Aibileen is not on board with this new project. She knows that if she starts speaking out, she and her loved ones will be targeted, beat up, and possibly killed.

Obviously, things happen that make the new project take off. But the point is that this movie tells a very heartfelt story that we are all familiar with, but puts such a lovely face on that story and is so beautifully told by the actors that it moves you and keeps you glued to the faces of these fine people.


The first major problem with The Help is that once again, whitey helped the black people overcome. The film glosses over some pretty profound issues, but does throw a few good punches.

Now for acting. Emma Stone radiates intelligence, naivete, pureness of intent, and compassion. She is just perfect in her part.

Viola Davis is the solid, emotional rock of this film and she draws the viewer into Aibileen’s soul. She deserves an Oscar today.

Octavia Spencer plays Minny, Aibileen’s best friend. She gets some of the funniest and triumphant moments, but she isn’t a comical character– she is a person with a personality, family, fear, courage, and a great deal of soul.
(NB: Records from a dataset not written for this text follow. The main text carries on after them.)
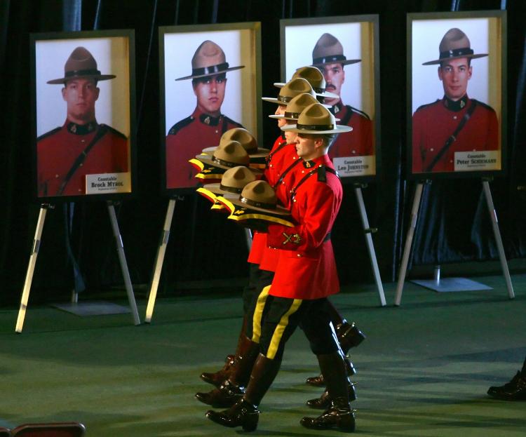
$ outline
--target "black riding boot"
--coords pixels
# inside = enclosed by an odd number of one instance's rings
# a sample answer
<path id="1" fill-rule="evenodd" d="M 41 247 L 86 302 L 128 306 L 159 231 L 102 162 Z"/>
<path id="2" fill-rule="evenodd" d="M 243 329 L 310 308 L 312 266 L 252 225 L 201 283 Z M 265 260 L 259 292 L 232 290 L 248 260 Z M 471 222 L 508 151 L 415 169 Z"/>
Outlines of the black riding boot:
<path id="1" fill-rule="evenodd" d="M 248 337 L 240 339 L 242 354 L 236 355 L 228 379 L 208 393 L 196 393 L 196 398 L 215 408 L 230 407 L 239 401 L 245 393 L 245 387 L 252 372 L 254 362 L 259 351 L 259 344 Z"/>
<path id="2" fill-rule="evenodd" d="M 257 407 L 278 375 L 281 365 L 281 359 L 271 360 L 259 354 L 243 398 L 224 411 L 210 410 L 206 417 L 223 426 L 242 426 L 245 431 L 254 431 L 259 416 Z"/>
<path id="3" fill-rule="evenodd" d="M 243 355 L 245 352 L 243 348 L 246 347 L 246 342 L 244 341 L 244 339 L 246 338 L 246 335 L 245 335 L 245 332 L 246 332 L 246 318 L 243 317 L 235 354 L 227 356 L 227 358 L 224 360 L 224 365 L 222 369 L 213 373 L 208 372 L 203 372 L 201 373 L 199 377 L 205 382 L 208 382 L 208 384 L 215 385 L 216 387 L 219 387 L 223 382 L 229 379 L 231 372 L 231 367 L 234 364 L 234 358 L 236 355 Z"/>
<path id="4" fill-rule="evenodd" d="M 318 417 L 304 417 L 300 423 L 311 429 L 335 429 L 353 432 L 356 426 L 354 412 L 349 404 L 347 377 L 342 355 L 339 351 L 318 355 L 318 361 L 332 401 L 323 415 Z"/>

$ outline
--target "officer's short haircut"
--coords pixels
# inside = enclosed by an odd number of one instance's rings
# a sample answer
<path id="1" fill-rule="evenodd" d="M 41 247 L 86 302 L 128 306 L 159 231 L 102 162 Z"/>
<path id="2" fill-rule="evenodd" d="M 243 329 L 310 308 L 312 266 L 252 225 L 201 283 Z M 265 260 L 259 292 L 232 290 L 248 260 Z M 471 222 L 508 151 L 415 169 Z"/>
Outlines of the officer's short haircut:
<path id="1" fill-rule="evenodd" d="M 196 77 L 191 79 L 191 84 L 193 86 L 195 86 L 198 83 L 208 82 L 213 77 L 215 77 L 216 80 L 220 79 L 224 81 L 227 79 L 227 73 L 221 73 L 220 74 L 215 74 L 214 76 L 205 76 L 204 77 Z"/>

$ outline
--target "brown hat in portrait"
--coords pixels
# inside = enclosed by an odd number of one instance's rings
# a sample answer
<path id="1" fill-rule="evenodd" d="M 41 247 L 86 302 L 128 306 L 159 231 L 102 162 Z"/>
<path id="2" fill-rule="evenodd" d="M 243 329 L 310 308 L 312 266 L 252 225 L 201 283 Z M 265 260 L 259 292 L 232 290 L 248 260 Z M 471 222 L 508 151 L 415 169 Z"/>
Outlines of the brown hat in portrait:
<path id="1" fill-rule="evenodd" d="M 217 76 L 227 72 L 245 68 L 244 65 L 229 67 L 223 49 L 215 42 L 204 41 L 197 48 L 191 58 L 191 74 L 179 77 L 176 81 Z"/>
<path id="2" fill-rule="evenodd" d="M 457 27 L 450 29 L 445 32 L 438 46 L 438 59 L 424 62 L 422 65 L 440 64 L 448 59 L 457 59 L 458 58 L 476 59 L 477 58 L 487 56 L 487 53 L 476 55 L 471 48 L 469 38 L 460 29 Z"/>
<path id="3" fill-rule="evenodd" d="M 347 59 L 344 55 L 344 47 L 337 38 L 330 34 L 323 34 L 312 51 L 312 65 L 315 67 L 325 64 L 348 65 L 360 62 L 361 59 Z"/>
<path id="4" fill-rule="evenodd" d="M 85 47 L 77 47 L 64 65 L 64 77 L 48 81 L 48 83 L 65 83 L 74 79 L 107 81 L 115 77 L 114 74 L 101 74 L 97 69 L 97 61 L 90 51 Z"/>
You love her and want the best for her. Octavia Spencer deserves an Oscar today too.

Jessica Chastain. Gosh. Her character is a cliche written upon a convenient trope. But Chastain knocks trope and cliche out and fills the screen with her presence and power. I loved Celia and felt like her character was motivated wonderfully– despite the failings of the story itself.

Bryce Dallas Howard played Hilly, the chief antagonist. She nailed it. She understood Hilly– her fear, spine, inadequacies, anger at the world– so well. I think Bryce has a continued great future.

Allison Janney oh how I love you. You are lovely and smart and you took the character of Skeeter’s mom past the easy stasis that she obviously embodied in the script and filled her out into a real human being.

But the writing? The movie is full of cliche. Full of trope. Full of convenience. Full of total predictability. However, it is satisfying, complete and very compelling. All because of these actors. They deserve every kudo we can give them. And it’s a story by a woman, about women, and filled with women. Men don’t bail anybody out. I appreciate that.

This is an unusual review, but The Help is an unusual film. Such a simplistic and potentially bad script, but the acting. Oh the acting. These ladies put on a clinic.

Highly recommended.

Content warnings: Only a little harsh language.